Malheureusement, la déclaration de croisade de l’empereur Henri VI avait résonné un peu trop fort aux oreilles du nouveau sultan, Malik al-Adil, frère de Saladin. Se jugeant défié, celui-ci envoya un corps expéditionnaire piller Jaffa. Il fallait reprendre les combats !

Henri n’hésita pas et rassembla des troupes pour les envoyer au secours de sa ville.

N’ayant pas l’intention de les mener lui-même, il voulut les passer en revue avant leur départ et ordonna qu’elles défilassent devant son palais. Il se plaça alors à une fenêtre haute, que ne défendait aucun balcon, pour répondre joyeusement aux acclamations des soldats et de la foule.

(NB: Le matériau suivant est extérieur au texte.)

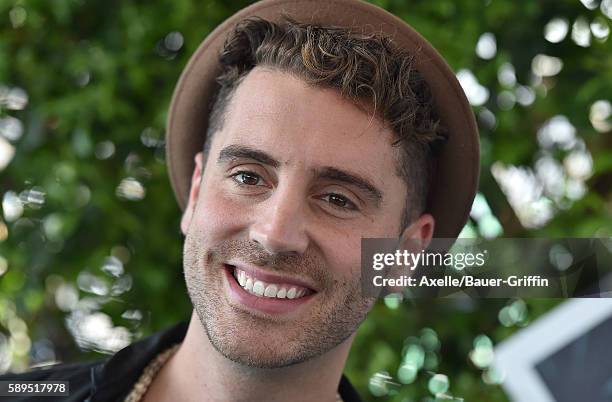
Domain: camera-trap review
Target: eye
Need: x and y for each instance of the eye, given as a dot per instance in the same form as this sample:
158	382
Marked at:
339	201
247	178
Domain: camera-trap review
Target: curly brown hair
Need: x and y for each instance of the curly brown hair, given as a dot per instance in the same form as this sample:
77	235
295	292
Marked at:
367	69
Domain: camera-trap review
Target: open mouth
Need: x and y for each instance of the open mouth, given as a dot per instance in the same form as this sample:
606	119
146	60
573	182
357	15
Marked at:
265	289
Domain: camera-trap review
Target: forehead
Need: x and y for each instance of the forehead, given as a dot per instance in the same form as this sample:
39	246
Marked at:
304	125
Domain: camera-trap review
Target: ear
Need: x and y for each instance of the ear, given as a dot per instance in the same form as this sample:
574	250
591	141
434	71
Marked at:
419	232
194	193
414	238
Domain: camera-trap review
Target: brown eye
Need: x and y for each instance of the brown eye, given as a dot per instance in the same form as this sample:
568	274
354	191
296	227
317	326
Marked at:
340	201
247	178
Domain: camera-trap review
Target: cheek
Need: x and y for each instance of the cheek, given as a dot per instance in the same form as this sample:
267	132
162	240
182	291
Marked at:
219	216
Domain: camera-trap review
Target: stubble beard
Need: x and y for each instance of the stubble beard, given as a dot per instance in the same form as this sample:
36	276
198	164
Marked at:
265	342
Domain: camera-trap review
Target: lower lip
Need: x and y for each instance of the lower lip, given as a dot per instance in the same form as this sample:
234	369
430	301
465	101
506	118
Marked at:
269	305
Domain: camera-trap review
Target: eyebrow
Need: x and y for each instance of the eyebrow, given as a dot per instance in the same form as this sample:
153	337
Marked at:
234	152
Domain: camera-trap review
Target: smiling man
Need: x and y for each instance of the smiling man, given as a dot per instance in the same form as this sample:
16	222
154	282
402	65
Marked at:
297	129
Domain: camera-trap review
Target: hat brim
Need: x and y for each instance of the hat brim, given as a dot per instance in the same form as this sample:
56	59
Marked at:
455	179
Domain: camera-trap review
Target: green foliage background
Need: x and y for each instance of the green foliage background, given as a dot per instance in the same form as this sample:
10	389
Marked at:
101	71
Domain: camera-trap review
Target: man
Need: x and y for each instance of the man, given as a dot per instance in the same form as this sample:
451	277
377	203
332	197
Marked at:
325	124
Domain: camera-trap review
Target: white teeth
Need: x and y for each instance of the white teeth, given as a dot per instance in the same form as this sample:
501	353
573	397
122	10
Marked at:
270	291
258	288
263	289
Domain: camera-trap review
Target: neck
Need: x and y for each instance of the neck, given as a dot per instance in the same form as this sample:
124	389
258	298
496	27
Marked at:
198	372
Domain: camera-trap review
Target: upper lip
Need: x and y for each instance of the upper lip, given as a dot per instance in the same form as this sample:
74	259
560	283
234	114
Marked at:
269	277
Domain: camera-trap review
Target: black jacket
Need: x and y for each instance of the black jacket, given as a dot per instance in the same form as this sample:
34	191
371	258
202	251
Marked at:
113	378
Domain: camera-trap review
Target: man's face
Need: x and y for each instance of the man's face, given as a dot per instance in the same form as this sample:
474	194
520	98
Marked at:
293	181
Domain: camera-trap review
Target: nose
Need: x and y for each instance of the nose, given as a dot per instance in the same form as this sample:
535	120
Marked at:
280	226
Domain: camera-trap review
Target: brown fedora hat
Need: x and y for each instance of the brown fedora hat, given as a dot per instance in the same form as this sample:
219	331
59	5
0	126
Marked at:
455	178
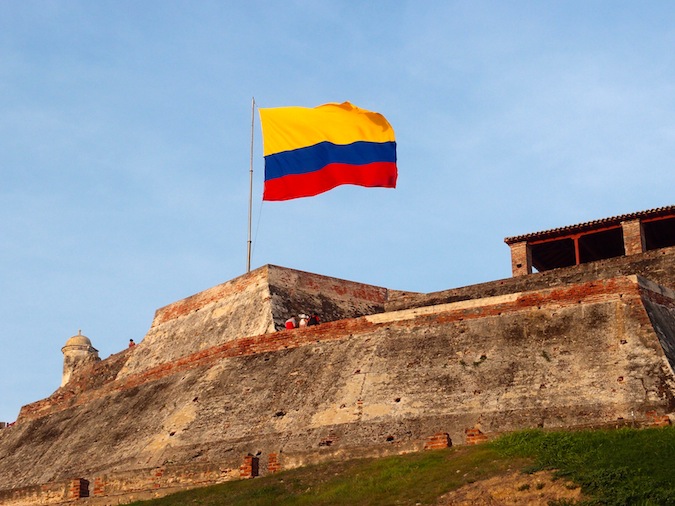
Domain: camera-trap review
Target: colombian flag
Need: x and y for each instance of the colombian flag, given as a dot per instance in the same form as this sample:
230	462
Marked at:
309	151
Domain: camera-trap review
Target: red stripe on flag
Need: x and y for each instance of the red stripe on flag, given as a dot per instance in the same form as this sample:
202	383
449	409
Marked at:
377	174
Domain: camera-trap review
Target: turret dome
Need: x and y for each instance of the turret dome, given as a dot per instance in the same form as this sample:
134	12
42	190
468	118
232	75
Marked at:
78	340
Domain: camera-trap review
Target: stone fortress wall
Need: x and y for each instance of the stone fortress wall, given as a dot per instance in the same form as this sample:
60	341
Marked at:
214	392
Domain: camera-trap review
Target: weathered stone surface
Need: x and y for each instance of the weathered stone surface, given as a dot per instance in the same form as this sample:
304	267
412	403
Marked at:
207	389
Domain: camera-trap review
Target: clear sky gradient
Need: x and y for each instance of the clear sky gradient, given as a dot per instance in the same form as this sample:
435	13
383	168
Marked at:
125	141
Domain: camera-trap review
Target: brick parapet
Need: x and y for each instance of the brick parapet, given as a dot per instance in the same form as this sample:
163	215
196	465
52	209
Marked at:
589	292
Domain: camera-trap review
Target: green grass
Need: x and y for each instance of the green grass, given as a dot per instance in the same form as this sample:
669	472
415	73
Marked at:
622	467
616	467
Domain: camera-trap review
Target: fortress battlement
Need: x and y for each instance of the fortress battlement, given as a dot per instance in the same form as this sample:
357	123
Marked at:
218	390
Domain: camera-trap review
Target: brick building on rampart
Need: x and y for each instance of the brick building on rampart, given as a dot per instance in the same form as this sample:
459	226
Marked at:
216	391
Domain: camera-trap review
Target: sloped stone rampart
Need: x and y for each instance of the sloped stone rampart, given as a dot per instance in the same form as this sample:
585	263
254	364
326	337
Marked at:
581	355
253	304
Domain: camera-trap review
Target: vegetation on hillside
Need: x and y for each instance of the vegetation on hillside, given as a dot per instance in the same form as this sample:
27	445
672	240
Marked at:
621	467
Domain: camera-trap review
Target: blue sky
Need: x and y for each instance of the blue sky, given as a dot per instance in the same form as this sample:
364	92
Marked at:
125	144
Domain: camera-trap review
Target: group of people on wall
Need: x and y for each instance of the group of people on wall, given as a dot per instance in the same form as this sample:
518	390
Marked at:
302	320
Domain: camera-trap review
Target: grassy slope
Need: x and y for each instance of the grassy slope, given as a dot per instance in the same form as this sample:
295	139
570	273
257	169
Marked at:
622	467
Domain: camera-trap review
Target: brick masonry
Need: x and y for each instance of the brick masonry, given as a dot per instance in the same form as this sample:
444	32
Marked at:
597	351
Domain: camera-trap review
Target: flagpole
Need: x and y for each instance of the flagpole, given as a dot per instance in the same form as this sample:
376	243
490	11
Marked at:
250	192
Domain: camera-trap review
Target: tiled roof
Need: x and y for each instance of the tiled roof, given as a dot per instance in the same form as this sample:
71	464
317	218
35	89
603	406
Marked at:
589	225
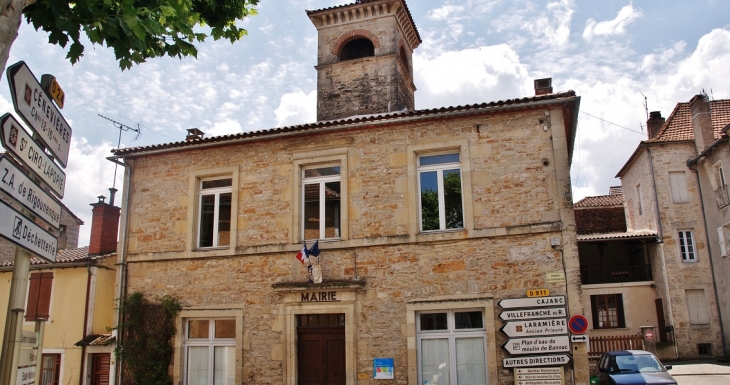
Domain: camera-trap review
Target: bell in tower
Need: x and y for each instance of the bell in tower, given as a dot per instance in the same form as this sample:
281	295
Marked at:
364	63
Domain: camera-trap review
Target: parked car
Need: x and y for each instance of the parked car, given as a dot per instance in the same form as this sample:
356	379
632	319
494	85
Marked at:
633	367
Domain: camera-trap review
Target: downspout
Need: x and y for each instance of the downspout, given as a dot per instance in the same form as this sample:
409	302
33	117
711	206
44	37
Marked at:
660	241
712	264
122	260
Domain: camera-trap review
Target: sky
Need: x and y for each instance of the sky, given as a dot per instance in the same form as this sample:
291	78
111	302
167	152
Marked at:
623	58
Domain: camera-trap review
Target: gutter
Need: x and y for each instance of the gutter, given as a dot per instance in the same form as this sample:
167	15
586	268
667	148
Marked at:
341	127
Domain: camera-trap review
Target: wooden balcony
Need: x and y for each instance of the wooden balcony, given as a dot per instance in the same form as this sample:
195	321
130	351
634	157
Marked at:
615	274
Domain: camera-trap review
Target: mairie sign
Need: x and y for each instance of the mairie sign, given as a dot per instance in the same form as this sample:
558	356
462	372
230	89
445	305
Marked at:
16	140
37	109
14	182
553	300
525	314
25	233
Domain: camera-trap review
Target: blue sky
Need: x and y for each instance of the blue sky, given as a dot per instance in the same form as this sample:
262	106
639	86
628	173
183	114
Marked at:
610	52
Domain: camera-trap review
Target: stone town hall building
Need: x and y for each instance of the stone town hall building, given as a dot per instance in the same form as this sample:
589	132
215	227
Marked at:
426	219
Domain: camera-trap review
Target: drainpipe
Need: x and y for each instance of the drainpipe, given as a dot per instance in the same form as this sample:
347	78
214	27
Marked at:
712	264
660	241
122	259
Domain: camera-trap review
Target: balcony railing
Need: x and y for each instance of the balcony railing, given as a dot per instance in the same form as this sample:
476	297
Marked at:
722	197
615	274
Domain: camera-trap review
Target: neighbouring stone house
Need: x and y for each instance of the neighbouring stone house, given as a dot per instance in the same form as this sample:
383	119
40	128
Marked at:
663	195
425	220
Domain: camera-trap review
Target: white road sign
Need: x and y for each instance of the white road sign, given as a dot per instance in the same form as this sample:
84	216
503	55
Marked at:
553	300
535	328
14	182
37	109
25	233
525	314
16	140
528	361
538	345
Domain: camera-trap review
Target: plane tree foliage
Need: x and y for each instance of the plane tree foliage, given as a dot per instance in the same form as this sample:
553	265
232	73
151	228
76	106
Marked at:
136	30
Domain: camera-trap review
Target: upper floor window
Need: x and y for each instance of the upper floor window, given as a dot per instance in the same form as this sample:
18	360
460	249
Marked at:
687	246
440	197
322	202
215	213
357	49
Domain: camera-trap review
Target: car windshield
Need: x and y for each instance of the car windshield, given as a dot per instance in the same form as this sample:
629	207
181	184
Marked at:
638	363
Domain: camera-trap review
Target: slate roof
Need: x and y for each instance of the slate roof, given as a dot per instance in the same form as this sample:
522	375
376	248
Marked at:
678	126
64	256
393	117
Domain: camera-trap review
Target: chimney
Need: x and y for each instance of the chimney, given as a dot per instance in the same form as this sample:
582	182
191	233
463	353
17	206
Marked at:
655	123
699	108
543	86
194	133
104	227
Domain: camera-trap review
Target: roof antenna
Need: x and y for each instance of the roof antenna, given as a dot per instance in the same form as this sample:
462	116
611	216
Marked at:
121	127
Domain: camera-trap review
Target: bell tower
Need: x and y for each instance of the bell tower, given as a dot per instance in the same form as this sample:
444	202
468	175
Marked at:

Pourquoi fallut-il qu’à cet instant on lui annonçât une délégation de Pisans, qu’il se retournât pour la voir entrer et lui intimer d’attendre ? En voulant revenir à sa précédente position, il perdit l’équilibre, bascula et vint se fracasser devant ses gardes épouvantés…

Le chagrin d’Isabelle fut violent, bien plus même qu’elle ne l’eût imaginé. Elle se jeta en larmes sur le corps de son époux en le suppliant de revenir, de ne pas l’abandonner. Il lui avait donné quatre années de sérénité et d’une sorte de bonheur tranquille qu’elle ne retrouverait jamais. Il faudrait de nouveau souffrir, subir…

Le corps d’Henri ne reposait pas depuis vingt-quatre heures dans la crypte de la cathédrale Sainte-Croix qu’elle se retrouvait confrontée à son destin. Un destin incarné cette fois par les Maîtres du Temple et de l’Hôpital : Gilbert Erail et Geoffroy du Donjon, le Patriarche Aimery Le Moine, le Chancelier Josse de Tyr et les principaux barons du royaume. Leur discours était aussi clair qu’accablant : la reine devait reprendre époux et sur l’heure ! Le royaume ne pouvait se passer d’un roi énergique en ce temps où la guerre menaçait à nouveau. Elle était reine et la couronne passait avant tout, même avant sa très légitime douleur !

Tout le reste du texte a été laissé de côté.